Стоял прекрасный весенний вечер, воздух благоухал юной листвой. Этот запах заглушал даже миазмы помойки, рядом с которой, у бетонной стены, и стоял «УАЗ». С чистенькими, хорошо читаемыми, отлакированными номерами.

– Вот, смотрите, – принялся объяснять Козодоев, – вначале задний повесил, взялся за передний, а стал гайку затягивать и ключ уронил. Нагнулся и вдруг вижу… вот это…

«Вот это» оказалось тонкой проволочкой, зацепленной за рельефный протектор «УАЗа». «УАЗ» – машина высокая, нагнувшись, можно было с лёгкостью рассмотреть, что второй конец проволочки тянулся к какому-то пакету. Присобаченному на липучке к днищу машины аккурат под водительским сиденьем. Стоило только тронуться с места…

– Да уж, брат, не говори мне, будто все тебя очень уважают и любят. – Фраерман разогнул колени и принялся отряхивать трёхтысячедолларовые штаны. После чего покаянно добавил: – А ведь наша милиция и вправду нас бережёт…

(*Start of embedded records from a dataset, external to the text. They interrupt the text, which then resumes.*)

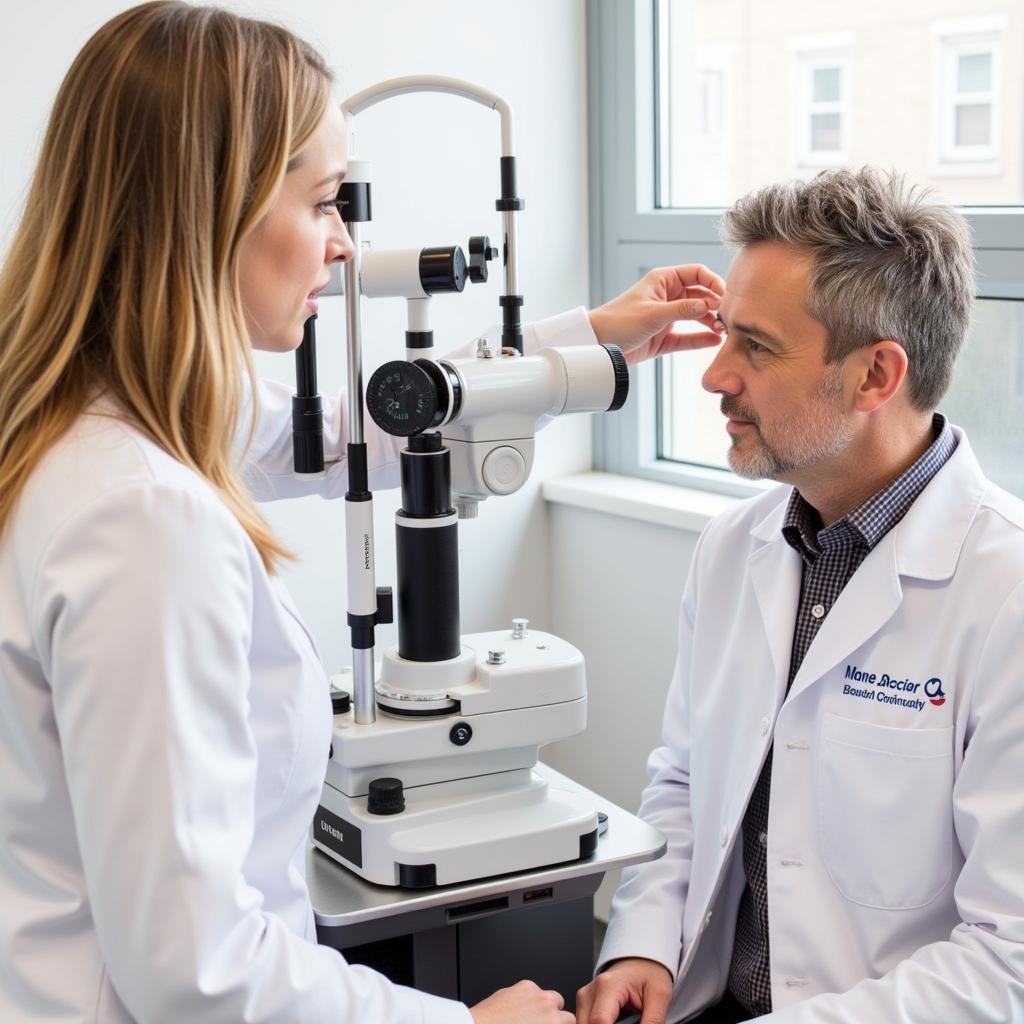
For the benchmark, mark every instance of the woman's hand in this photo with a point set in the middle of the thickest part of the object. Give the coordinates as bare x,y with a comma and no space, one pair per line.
523,1003
641,320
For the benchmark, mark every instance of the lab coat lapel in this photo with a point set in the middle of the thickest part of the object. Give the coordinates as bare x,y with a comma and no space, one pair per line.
926,545
774,570
866,603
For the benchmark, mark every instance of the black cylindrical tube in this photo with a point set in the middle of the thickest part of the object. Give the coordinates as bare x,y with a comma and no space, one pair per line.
427,550
305,360
442,268
511,322
358,207
307,412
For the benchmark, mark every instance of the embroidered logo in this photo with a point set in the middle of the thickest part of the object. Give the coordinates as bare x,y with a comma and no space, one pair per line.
934,692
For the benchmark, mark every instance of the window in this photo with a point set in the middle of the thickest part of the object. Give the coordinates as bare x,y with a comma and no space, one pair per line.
969,108
690,111
822,118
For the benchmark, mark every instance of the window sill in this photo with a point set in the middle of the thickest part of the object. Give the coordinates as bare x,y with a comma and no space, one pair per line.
632,498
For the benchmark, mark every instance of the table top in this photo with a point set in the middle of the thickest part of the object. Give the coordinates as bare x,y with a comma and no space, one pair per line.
341,897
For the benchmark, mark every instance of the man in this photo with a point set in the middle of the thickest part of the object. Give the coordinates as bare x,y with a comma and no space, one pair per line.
843,745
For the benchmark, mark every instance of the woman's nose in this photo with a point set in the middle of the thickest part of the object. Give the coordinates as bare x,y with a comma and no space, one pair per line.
340,247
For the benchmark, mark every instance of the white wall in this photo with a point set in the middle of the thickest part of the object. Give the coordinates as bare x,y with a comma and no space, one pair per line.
436,179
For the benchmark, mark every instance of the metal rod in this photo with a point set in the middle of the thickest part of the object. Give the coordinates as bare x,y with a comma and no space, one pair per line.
354,329
364,694
511,254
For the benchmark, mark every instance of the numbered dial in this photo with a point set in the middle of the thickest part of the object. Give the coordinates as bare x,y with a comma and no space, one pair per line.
401,398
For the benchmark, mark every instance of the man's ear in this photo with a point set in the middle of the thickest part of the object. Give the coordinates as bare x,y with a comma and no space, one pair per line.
882,368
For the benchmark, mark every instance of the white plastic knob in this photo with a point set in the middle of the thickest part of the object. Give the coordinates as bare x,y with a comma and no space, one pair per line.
504,470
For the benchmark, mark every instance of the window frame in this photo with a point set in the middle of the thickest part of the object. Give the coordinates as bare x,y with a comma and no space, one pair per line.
630,233
953,39
811,54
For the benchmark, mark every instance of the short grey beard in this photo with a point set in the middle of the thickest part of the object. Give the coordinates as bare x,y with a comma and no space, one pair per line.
821,432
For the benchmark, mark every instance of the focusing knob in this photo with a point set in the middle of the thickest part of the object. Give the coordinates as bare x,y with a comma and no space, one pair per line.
480,253
401,398
386,797
622,377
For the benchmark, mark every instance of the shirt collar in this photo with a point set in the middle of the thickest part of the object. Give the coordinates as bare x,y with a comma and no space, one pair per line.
867,523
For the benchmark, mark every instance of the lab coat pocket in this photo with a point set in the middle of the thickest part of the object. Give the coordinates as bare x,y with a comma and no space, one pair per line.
885,811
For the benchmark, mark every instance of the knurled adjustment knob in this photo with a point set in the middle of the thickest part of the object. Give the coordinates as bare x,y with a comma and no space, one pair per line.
622,377
386,797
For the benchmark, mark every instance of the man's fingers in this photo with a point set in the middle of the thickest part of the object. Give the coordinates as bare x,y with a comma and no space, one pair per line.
607,1007
692,273
656,997
691,308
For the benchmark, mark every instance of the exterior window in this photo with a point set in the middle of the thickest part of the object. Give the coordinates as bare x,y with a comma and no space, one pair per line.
970,105
823,118
693,110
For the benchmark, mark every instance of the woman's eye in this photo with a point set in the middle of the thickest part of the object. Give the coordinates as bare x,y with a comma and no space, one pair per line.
332,205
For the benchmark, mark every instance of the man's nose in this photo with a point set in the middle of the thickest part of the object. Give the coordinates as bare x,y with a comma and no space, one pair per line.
721,377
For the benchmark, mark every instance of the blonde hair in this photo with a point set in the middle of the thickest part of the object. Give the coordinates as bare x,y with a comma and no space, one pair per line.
169,139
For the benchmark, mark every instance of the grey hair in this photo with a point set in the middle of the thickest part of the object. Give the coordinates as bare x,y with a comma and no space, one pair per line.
886,263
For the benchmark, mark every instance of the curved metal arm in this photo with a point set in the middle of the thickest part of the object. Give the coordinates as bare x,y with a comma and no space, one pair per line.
432,83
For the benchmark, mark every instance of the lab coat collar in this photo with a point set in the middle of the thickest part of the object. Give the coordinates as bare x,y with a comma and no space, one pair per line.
926,544
928,541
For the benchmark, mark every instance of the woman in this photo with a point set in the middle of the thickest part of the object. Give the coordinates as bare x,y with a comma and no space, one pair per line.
164,719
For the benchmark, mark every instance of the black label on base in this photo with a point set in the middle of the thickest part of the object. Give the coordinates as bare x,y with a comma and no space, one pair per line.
344,839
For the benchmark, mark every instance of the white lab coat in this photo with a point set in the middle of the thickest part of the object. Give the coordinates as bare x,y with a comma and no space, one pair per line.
164,733
896,834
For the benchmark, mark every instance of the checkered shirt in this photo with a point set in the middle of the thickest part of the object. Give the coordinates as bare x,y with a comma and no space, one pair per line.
830,556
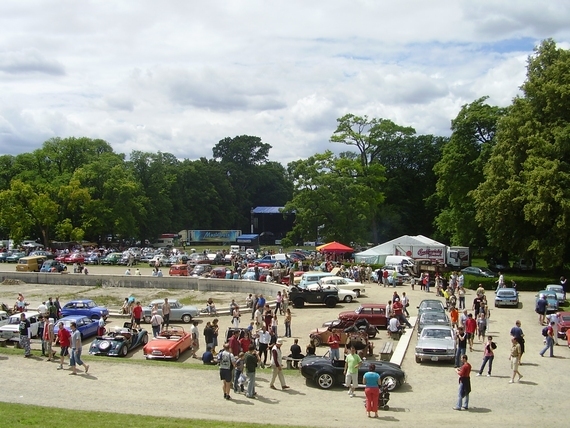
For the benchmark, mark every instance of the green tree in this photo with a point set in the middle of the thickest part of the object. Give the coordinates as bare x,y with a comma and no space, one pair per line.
460,171
524,202
333,197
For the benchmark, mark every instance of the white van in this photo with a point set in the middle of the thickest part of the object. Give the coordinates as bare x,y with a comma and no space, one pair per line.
312,277
399,261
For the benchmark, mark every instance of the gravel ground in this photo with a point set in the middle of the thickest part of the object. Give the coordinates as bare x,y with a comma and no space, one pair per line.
428,396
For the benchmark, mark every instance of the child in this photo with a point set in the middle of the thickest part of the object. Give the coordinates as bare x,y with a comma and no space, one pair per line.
237,376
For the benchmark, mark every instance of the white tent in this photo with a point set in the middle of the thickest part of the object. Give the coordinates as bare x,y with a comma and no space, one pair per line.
404,245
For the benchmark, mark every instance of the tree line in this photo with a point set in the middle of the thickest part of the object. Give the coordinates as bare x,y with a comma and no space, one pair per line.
501,180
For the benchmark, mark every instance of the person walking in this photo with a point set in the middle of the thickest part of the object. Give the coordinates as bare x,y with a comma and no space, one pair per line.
464,384
76,348
63,337
351,366
461,344
549,340
488,356
372,390
515,358
287,322
251,360
276,365
227,361
25,335
517,333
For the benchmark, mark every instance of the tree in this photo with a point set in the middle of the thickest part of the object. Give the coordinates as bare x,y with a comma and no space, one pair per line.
460,171
333,197
524,202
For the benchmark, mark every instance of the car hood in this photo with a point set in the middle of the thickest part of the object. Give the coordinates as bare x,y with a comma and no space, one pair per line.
435,343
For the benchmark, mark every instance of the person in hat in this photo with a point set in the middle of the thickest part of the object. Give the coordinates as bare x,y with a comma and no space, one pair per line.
277,366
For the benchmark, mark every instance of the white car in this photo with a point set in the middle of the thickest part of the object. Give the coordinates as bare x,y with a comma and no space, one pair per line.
11,331
345,296
343,284
559,290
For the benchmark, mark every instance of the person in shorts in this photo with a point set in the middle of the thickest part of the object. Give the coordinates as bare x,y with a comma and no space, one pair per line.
351,365
227,362
64,338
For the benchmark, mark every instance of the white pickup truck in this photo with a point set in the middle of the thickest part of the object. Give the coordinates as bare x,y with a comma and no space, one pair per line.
11,330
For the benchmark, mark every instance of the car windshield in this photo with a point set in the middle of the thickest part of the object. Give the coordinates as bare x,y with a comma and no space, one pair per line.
433,333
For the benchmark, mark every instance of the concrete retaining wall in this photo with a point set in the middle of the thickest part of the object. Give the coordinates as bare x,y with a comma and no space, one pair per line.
186,283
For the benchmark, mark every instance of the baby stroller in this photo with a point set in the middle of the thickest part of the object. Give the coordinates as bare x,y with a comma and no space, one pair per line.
384,396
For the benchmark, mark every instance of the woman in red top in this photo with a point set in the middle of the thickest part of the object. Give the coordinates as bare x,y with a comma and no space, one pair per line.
63,337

Вскоре во дворе поднялась тревожная суета. Приехала «Газель» из дежурной части РУВД, прибыл, задыхаясь, участковый, неспешно подкатил «Апельсин». Действо развивалось по нарастающей. Милиция приступила к оцеплению, сапёры держали совет, гневно орал, взывал к Конституции эвакуируемый с помойки бомж… На шум стала было собираться общественность, но милиция рассказала в мегафон об опасности взрыва, и общественность быстренько поредела.

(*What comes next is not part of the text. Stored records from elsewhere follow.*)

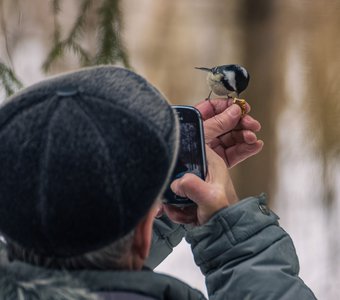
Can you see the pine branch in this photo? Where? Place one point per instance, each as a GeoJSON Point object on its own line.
{"type": "Point", "coordinates": [71, 42]}
{"type": "Point", "coordinates": [110, 48]}
{"type": "Point", "coordinates": [9, 80]}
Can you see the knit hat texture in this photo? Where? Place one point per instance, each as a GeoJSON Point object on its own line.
{"type": "Point", "coordinates": [83, 156]}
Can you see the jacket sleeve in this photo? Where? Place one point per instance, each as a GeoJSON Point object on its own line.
{"type": "Point", "coordinates": [245, 254]}
{"type": "Point", "coordinates": [166, 236]}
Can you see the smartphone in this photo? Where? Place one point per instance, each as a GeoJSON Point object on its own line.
{"type": "Point", "coordinates": [191, 157]}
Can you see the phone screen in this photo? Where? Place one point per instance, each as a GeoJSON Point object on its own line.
{"type": "Point", "coordinates": [191, 157]}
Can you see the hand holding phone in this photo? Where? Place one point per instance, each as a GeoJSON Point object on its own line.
{"type": "Point", "coordinates": [191, 157]}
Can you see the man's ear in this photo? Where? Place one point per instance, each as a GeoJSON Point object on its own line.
{"type": "Point", "coordinates": [142, 239]}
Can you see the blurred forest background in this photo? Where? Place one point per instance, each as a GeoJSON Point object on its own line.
{"type": "Point", "coordinates": [291, 48]}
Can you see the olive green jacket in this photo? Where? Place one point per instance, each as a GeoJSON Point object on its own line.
{"type": "Point", "coordinates": [242, 251]}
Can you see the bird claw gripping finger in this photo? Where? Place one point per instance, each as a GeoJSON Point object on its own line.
{"type": "Point", "coordinates": [242, 104]}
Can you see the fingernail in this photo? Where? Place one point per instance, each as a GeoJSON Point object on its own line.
{"type": "Point", "coordinates": [234, 110]}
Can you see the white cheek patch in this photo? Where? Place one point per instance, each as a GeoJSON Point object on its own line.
{"type": "Point", "coordinates": [230, 77]}
{"type": "Point", "coordinates": [244, 71]}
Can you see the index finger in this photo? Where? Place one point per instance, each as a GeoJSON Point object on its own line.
{"type": "Point", "coordinates": [210, 108]}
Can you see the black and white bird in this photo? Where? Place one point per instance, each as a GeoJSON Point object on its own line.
{"type": "Point", "coordinates": [226, 80]}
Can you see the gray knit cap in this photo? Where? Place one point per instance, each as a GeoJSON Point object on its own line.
{"type": "Point", "coordinates": [83, 157]}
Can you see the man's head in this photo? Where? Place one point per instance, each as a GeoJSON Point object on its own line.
{"type": "Point", "coordinates": [83, 158]}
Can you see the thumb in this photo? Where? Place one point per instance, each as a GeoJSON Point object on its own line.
{"type": "Point", "coordinates": [222, 123]}
{"type": "Point", "coordinates": [192, 187]}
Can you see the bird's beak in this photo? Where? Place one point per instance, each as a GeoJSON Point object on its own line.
{"type": "Point", "coordinates": [203, 69]}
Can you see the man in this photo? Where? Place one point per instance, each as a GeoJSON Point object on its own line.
{"type": "Point", "coordinates": [85, 158]}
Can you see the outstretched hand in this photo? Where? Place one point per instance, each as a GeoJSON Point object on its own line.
{"type": "Point", "coordinates": [231, 135]}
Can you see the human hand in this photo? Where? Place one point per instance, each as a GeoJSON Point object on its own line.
{"type": "Point", "coordinates": [231, 135]}
{"type": "Point", "coordinates": [211, 195]}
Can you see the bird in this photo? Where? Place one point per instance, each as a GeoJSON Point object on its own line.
{"type": "Point", "coordinates": [226, 80]}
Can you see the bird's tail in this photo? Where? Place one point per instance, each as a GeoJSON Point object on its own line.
{"type": "Point", "coordinates": [203, 69]}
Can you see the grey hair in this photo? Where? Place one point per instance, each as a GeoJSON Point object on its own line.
{"type": "Point", "coordinates": [113, 256]}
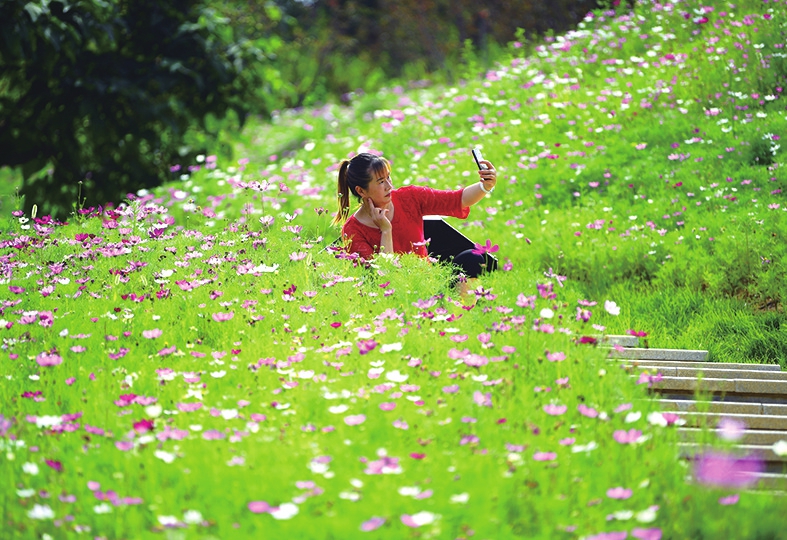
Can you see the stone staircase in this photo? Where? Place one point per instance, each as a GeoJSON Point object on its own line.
{"type": "Point", "coordinates": [704, 393]}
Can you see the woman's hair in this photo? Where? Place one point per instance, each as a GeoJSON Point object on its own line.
{"type": "Point", "coordinates": [354, 173]}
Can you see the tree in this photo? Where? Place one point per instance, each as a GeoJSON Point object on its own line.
{"type": "Point", "coordinates": [103, 93]}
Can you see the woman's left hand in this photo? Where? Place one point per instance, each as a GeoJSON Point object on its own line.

– Мотя, ты, может, переставишь его? – посмотрел Наливайко на шестисотый «Мерседес», припаркованный в прямой видимости от помойки. – А ну как и вправду жахнет? Жаль ведь, не «УАЗ»… Впрочем, «Уазика» тоже ох жалко…

– Ключи, Вась, остались в пальто, в лом ходить. – Фраерман зевнул, посмотрел на милицию, геройски сражающуюся с бомжом. – И вообще, что-то мне не нравится звук двигателя… Хочу что-нибудь поспортивнее, помодерновее, «бээмвуху» например…

В это время бомжа наконец-таки победили, спецы приступили к обезвреживанию, а из парадной вышла Тамара Павловна с Шерханом на поводке.

– Да, весело тут у вас, братцы, – хмуро заметила она. – Пластид? Гексанол?

– Сейчас будет видно, дай-то Бог, чтобы не слышно… – буркнул Фраерман.

Наливайко горестно потупился, а милиция вдруг как-то подобралась – во двор въезжала оснащённая мигалками «Волга».

Чёрная, блестящая, пернатая от антенн, с тёмными тонированными стёклами…

– Ага, старший брат прибыл, – прокомментировал Фраерман. – Я же говорю, мы сегодня дико популярны… Ого, да тут не старший брат, а старшая сестра… Хм, изряднейшая фемина… Я б с такой посидел в одиночке…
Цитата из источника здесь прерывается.